Father and son have hooked up with the School/Family Liaison program.

Initiated six years ago by the Department of Social Services and the Washington County Board of Education, the major thrust is to improve communication between home and school.

Director Tamara Puffenberger said the program aims for early intervention, working with counselors in the schools and parents at home.

"We started out with one person handling several schools," she said. "Now there are four full-time people working in all 25 elementary schools in Washington County."

One of those full-time workers is Derek Getic who works with a number of youngsters, including Robert Gray Sr.'s son.

"The boy was referred to us and we got involved," Getic said.


When the home situation became apparent, Getic said he began spending time with the child in an effort to fill in somewhat where his father was unable.

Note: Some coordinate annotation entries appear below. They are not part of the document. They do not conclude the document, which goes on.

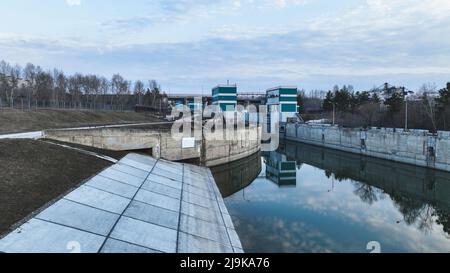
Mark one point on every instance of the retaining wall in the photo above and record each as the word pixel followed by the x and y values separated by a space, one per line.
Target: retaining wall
pixel 243 143
pixel 417 147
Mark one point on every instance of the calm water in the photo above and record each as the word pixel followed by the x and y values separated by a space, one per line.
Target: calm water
pixel 309 199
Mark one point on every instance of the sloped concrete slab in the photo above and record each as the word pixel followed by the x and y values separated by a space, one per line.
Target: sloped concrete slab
pixel 115 246
pixel 235 241
pixel 165 181
pixel 112 186
pixel 146 235
pixel 130 170
pixel 99 199
pixel 202 213
pixel 200 201
pixel 158 200
pixel 154 215
pixel 139 205
pixel 136 164
pixel 162 189
pixel 165 173
pixel 122 177
pixel 204 229
pixel 68 213
pixel 188 243
pixel 37 236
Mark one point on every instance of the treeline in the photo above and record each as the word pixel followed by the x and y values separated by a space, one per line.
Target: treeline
pixel 33 87
pixel 427 108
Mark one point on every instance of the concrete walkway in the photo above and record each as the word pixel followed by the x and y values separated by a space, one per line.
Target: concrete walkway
pixel 139 205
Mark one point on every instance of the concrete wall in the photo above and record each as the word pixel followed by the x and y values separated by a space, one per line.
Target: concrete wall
pixel 397 179
pixel 244 143
pixel 417 147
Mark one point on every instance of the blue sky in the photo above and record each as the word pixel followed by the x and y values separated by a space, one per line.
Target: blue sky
pixel 192 45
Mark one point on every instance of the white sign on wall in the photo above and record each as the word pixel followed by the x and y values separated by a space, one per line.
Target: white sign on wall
pixel 188 142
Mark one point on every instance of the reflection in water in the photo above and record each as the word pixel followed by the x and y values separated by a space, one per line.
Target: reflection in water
pixel 338 202
pixel 279 170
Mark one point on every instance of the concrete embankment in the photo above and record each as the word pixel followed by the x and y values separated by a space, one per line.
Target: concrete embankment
pixel 161 144
pixel 417 147
pixel 139 205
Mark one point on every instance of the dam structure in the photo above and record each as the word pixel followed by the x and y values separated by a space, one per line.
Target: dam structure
pixel 415 147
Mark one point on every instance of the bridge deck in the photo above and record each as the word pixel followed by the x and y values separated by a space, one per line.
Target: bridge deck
pixel 137 205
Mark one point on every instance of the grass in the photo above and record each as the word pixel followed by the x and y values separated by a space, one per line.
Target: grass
pixel 15 121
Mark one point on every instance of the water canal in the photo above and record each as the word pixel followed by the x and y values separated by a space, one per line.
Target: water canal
pixel 309 199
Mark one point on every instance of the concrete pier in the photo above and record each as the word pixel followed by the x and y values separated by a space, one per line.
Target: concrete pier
pixel 138 205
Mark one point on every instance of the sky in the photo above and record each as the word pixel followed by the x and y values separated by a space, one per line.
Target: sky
pixel 190 46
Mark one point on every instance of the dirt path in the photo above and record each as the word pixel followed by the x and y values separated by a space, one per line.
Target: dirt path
pixel 28 121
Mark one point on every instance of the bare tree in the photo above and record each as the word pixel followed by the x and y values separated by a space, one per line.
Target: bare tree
pixel 139 90
pixel 429 102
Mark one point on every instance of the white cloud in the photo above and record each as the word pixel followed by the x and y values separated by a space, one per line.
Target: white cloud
pixel 73 2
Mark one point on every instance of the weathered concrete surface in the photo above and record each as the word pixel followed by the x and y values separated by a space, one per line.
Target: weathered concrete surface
pixel 416 147
pixel 242 144
pixel 211 152
pixel 139 205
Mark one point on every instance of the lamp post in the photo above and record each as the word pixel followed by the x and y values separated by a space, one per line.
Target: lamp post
pixel 406 93
pixel 334 113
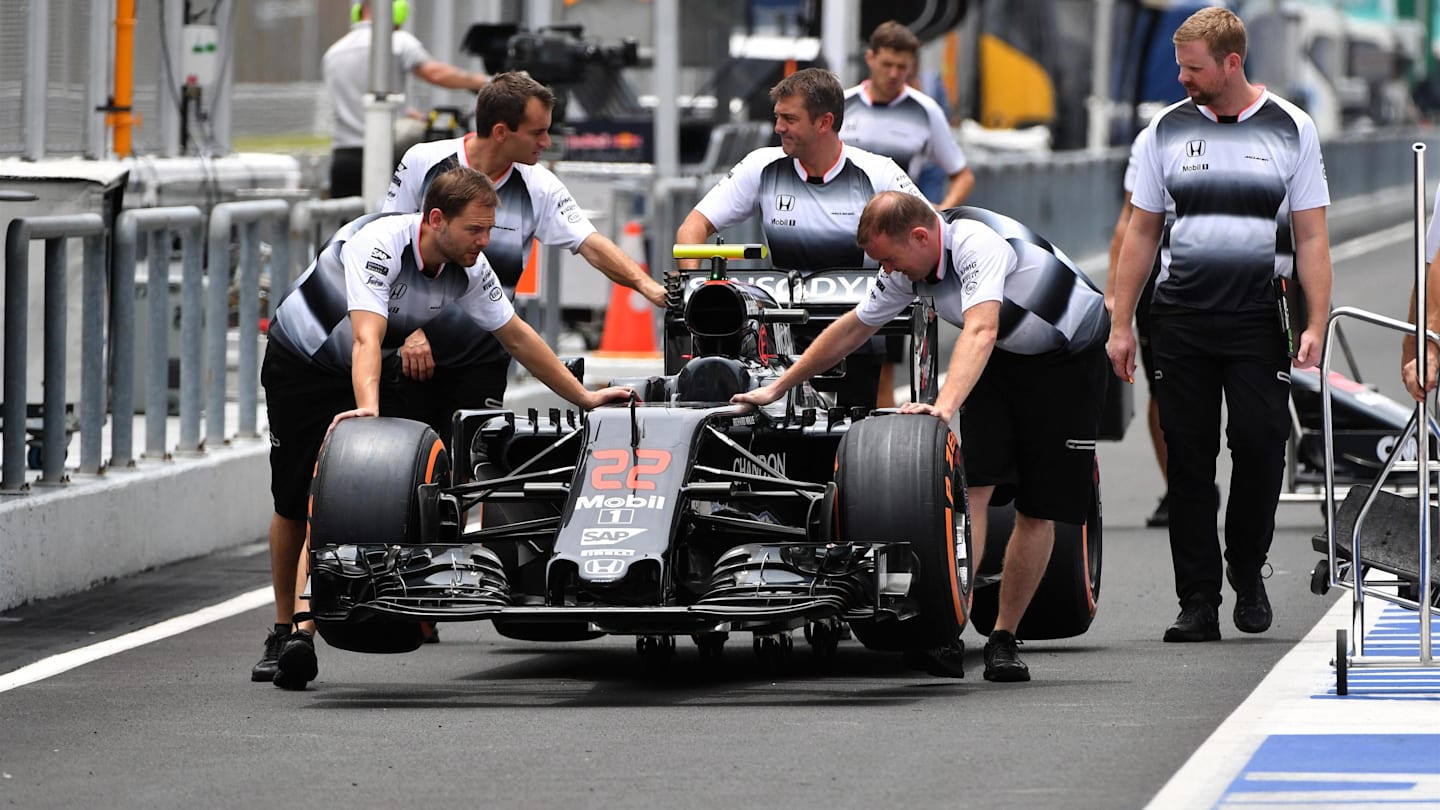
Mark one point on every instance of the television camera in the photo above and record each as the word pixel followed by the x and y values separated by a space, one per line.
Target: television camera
pixel 560 58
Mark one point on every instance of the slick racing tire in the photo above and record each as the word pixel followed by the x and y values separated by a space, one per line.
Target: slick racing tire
pixel 1067 595
pixel 900 480
pixel 526 577
pixel 365 493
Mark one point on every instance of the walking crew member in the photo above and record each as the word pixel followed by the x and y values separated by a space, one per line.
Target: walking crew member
pixel 1234 182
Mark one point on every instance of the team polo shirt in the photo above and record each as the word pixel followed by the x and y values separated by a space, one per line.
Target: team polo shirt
pixel 533 205
pixel 1227 190
pixel 1047 304
pixel 909 130
pixel 346 67
pixel 375 265
pixel 808 222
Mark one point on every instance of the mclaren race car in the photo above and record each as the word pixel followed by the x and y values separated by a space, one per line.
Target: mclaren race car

"They really helped out at Christmas," said Robert Gray Sr.

A local company helped with meals, gifts and a Christmas tree, all through the liaison program.

"And they took my son fishing the other day," he said, pointing out that it was with a fishing pole he got last Christmas.

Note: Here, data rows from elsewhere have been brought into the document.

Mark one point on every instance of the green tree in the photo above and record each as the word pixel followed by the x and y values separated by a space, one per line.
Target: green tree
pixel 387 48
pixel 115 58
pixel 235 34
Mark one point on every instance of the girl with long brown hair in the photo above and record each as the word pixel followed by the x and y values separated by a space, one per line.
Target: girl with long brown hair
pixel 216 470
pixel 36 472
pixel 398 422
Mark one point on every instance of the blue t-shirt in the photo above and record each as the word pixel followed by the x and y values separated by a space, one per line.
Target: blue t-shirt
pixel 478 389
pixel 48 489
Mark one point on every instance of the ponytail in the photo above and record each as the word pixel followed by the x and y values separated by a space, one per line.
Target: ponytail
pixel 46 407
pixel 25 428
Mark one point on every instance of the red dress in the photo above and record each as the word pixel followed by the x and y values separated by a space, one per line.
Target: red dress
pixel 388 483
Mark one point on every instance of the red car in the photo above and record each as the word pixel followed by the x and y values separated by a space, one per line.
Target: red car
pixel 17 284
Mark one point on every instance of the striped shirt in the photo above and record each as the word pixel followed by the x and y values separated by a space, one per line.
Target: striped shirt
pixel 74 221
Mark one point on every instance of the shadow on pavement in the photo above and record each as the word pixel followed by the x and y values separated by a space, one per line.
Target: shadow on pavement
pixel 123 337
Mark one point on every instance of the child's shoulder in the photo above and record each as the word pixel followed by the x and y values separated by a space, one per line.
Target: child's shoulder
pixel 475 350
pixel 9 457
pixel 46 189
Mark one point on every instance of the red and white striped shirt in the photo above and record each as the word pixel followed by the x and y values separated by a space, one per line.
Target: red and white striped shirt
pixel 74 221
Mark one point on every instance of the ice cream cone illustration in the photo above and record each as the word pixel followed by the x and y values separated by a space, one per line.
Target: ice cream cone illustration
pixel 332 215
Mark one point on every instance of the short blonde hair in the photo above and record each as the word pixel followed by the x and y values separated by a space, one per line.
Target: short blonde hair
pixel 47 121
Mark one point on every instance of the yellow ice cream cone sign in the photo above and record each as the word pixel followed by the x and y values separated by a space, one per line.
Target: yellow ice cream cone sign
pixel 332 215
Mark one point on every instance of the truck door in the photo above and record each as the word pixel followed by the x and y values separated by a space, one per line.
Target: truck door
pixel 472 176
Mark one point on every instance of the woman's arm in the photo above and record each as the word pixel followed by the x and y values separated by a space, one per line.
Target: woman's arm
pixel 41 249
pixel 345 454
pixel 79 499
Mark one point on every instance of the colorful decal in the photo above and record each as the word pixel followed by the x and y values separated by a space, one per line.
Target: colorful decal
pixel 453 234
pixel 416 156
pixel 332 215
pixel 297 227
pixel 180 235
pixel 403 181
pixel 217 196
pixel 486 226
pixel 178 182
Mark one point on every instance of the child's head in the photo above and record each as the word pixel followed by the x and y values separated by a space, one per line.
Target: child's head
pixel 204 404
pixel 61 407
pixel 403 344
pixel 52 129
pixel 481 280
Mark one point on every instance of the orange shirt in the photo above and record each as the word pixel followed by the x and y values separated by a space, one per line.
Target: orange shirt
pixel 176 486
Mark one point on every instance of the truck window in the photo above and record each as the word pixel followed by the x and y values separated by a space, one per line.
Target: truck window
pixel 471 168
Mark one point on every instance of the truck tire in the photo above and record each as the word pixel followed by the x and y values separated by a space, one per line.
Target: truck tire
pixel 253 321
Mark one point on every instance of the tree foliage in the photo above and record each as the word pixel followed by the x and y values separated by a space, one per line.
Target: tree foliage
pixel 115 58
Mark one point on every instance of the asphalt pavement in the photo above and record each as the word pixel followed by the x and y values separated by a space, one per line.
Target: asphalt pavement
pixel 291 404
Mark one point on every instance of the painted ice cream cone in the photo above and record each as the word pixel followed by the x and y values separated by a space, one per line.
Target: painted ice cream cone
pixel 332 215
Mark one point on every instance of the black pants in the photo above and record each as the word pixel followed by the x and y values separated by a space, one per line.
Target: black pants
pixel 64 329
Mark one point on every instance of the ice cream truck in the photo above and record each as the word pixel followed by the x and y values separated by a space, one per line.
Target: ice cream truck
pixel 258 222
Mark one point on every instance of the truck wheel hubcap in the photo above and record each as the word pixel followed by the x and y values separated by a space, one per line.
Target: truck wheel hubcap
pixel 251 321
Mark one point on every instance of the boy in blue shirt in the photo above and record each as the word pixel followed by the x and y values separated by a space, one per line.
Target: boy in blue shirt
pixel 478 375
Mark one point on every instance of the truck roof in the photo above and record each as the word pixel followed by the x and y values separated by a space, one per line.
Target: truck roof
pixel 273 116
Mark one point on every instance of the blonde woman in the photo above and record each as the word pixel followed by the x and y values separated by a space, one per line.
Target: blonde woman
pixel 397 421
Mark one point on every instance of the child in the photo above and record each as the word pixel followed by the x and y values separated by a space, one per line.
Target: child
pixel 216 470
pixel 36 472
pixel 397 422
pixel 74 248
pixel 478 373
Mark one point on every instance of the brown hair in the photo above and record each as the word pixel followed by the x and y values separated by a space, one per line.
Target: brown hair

Although sad that he's missing out on his son's childhood, Robert Gray Sr. said he is glad his son has someone who can take him places and do things with him.

"Some days, I just can't get out of bed," he said.

Getic said he also spends time working with the youngster at school, where he tries to give him his undivided attention for about 45 minutes each day.

"It has totally changed his behavior at school," Getic said.

Puffenberger said the program works closely with pupil personnel workers and often gets involved at the earliest stages of a problem.

The program provides academic and homework help, works with families trying to cope with a child's behavioral difficulties, anger management and attendance issues.

"We work with school counselors and we also go to the homes," Puffenberger said. With the program for two years, Puffenberger said staff members visit the homes of all new first-graders each year.

Getic came on board in 1999 and often finds he is the only male involved with elementary school-age children.

"I enjoy being in schools and working with that age of kids, especially if I can get to them before they get into trouble," Getic said.

Puffenberger said the key is strengthening the home/school relationship so parents can perform their most valuable role as the primary teachers of their children.